I happened upon a young man, “Falkland”, who was painting the side of a building the size of a warehouse. I stopped to chat while he was taking a break from work. He was creating a black and white painting of a cowboy who had been shot, and falling backwards. It was an impressive image – detailed and in perfect perspective. Hard to do, I would think, with a 40 ft tall canvas. He was painting with a large brush at the time, but had a bucket full of supplies like spray paint, paint cans, and various brushes.
I had just read an article, Wild West Germany, in a recent issue of the New Yorker. Had I not read that article, I would have been puzzled at Falkland’s choice of subject. Apparently Germans have had a long-standing love affair with cowboys of the Wild West.

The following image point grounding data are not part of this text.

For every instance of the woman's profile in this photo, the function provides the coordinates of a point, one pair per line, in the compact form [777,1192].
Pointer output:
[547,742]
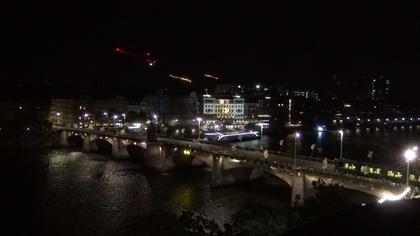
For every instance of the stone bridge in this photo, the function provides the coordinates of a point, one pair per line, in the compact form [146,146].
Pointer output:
[230,166]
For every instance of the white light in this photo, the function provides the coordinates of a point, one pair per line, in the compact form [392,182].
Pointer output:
[409,154]
[395,197]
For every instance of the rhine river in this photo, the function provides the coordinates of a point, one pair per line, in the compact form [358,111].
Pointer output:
[67,192]
[387,144]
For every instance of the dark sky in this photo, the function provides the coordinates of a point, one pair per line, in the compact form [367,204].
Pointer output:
[301,44]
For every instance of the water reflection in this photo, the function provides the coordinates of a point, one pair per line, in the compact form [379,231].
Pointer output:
[386,143]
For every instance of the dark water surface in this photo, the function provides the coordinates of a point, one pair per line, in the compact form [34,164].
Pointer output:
[67,192]
[387,144]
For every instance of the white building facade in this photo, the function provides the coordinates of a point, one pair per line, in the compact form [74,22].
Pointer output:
[223,108]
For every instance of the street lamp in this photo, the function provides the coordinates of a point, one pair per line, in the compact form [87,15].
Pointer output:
[341,143]
[123,115]
[297,136]
[199,119]
[56,118]
[262,127]
[409,155]
[156,122]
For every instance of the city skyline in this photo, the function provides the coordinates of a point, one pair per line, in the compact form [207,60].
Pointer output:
[246,42]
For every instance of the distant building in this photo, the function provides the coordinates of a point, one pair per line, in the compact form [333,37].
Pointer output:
[380,89]
[223,108]
[71,111]
[169,105]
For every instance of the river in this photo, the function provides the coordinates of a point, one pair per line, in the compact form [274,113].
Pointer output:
[67,192]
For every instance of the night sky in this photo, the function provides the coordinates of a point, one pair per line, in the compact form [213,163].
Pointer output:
[301,45]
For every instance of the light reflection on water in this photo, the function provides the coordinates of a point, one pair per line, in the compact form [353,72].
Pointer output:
[89,194]
[387,144]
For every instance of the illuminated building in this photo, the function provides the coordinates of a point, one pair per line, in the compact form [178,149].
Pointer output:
[223,108]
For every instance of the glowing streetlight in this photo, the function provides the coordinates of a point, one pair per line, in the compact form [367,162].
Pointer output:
[341,143]
[409,155]
[297,136]
[199,119]
[262,127]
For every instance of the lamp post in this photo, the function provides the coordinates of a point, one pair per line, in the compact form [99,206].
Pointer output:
[409,155]
[57,118]
[341,143]
[261,126]
[156,123]
[297,135]
[199,119]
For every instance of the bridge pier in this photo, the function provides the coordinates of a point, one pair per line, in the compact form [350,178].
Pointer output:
[64,138]
[88,144]
[298,188]
[118,148]
[217,171]
[157,158]
[223,174]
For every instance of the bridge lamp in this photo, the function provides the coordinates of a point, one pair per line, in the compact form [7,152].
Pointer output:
[409,155]
[297,136]
[341,132]
[199,119]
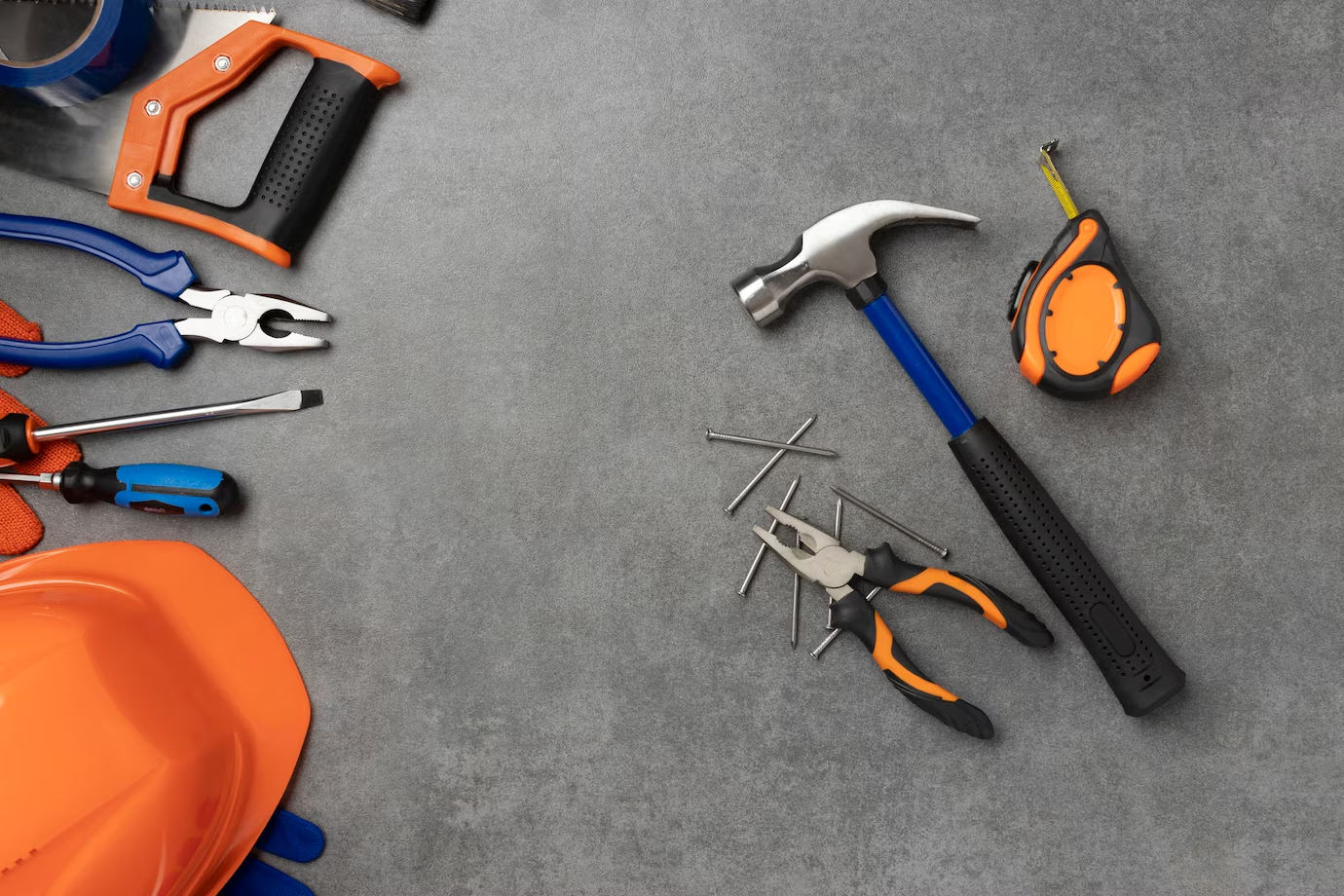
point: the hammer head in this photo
(835, 248)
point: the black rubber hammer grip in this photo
(1135, 665)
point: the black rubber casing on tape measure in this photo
(1079, 328)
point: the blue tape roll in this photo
(103, 56)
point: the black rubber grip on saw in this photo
(305, 163)
(1135, 665)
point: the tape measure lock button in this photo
(1085, 319)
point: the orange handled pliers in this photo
(839, 570)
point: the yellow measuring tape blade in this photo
(1057, 183)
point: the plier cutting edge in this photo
(233, 318)
(839, 570)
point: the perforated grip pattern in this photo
(305, 162)
(1136, 666)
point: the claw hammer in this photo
(838, 248)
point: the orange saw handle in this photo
(305, 162)
(852, 613)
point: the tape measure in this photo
(1079, 329)
(64, 54)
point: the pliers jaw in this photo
(243, 318)
(827, 562)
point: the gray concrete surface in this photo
(499, 553)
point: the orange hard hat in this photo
(151, 718)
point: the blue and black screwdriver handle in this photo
(169, 489)
(838, 250)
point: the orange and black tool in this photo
(128, 144)
(304, 164)
(838, 570)
(1079, 328)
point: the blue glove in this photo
(289, 838)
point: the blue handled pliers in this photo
(233, 318)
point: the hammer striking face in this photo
(837, 248)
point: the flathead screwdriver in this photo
(170, 489)
(21, 441)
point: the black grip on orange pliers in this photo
(1079, 328)
(855, 615)
(883, 567)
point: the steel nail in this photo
(756, 480)
(879, 514)
(835, 633)
(784, 446)
(774, 524)
(798, 598)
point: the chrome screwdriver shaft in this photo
(290, 400)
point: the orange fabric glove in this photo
(20, 530)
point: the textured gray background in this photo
(498, 551)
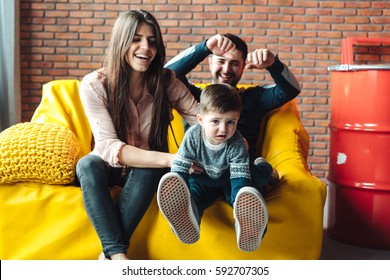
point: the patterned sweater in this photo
(215, 159)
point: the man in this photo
(228, 57)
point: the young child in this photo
(216, 146)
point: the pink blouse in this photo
(107, 144)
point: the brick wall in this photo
(65, 39)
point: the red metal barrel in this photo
(359, 168)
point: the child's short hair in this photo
(221, 98)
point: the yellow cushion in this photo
(58, 226)
(38, 152)
(61, 104)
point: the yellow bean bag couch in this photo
(45, 221)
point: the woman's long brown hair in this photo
(118, 80)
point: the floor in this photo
(336, 250)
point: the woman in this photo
(128, 104)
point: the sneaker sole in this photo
(251, 216)
(174, 201)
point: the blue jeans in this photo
(204, 190)
(115, 222)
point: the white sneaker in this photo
(251, 216)
(174, 201)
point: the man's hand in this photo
(260, 59)
(220, 45)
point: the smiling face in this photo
(142, 49)
(227, 69)
(219, 127)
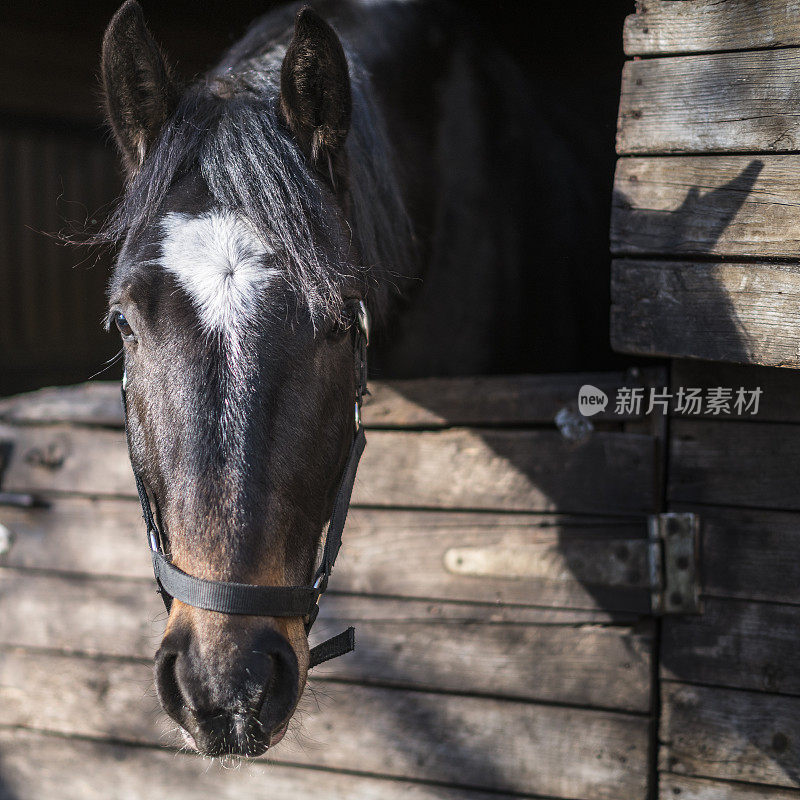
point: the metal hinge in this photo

In fact, some would say they are somewhat obsessed with it. It started with the novels of Karl May from the late 19th century. Over 300 million of his novels have been sold and they are better known to the Germans than the works of Thomas Mann. Every year in northern Germany there is a Karl May festival visited by over 300,000 people. I asked Falkland if he had read Karl May’s novels as a child, and he admitted (somewhat sheepishly) that he had.
Falkland hopes to become famous some day. He is studying communications at school, but likes to take a break from tedious computer work. He had been commissioned to paint the building, and was honoured to have been offered the work. It was an acknowledgement that he stood out among the hundreds of other street artists in Berlin. No fee had been mentioned in the negotiations, but he hoped that he would be paid for his time. I got the impression that the exposure and recognition was far more important to him than the money. His ultimate fantasy is to be invited around the world just to paint buildings. It would be enough if his expenses were paid, as that would allow him to travel the world and do what he loves to do. He had recently been to Cuba and did some street painting there. He was not asked to do it, but says the residents loved his work and encouraged him to paint whatever he wanted in their neighbourhood.
Given the prevalence and tendencies of Berlin street artists, I asked Falkland if he was concerned that his work might be defaced. He knows that it will be defaced with graffiti as soon as he’s finished. However, he thinks it will be restricted to the landscape, which is closer to the ground. When I asked why anyone would do that to another artist’s work, he said it’s because they are sending him a message: he has sold out by doing a commissioned work. I asked how he would feel when that happened, and he had quite a philosophical view of it all. He knows that nothing lasts forever. His work is just there until it disintegrates with the weather or until someone else obliterates it. I suggested that it was kind of like a Buddhist sand painting. He gave me a miniscule smile in response – the first in our long conversation.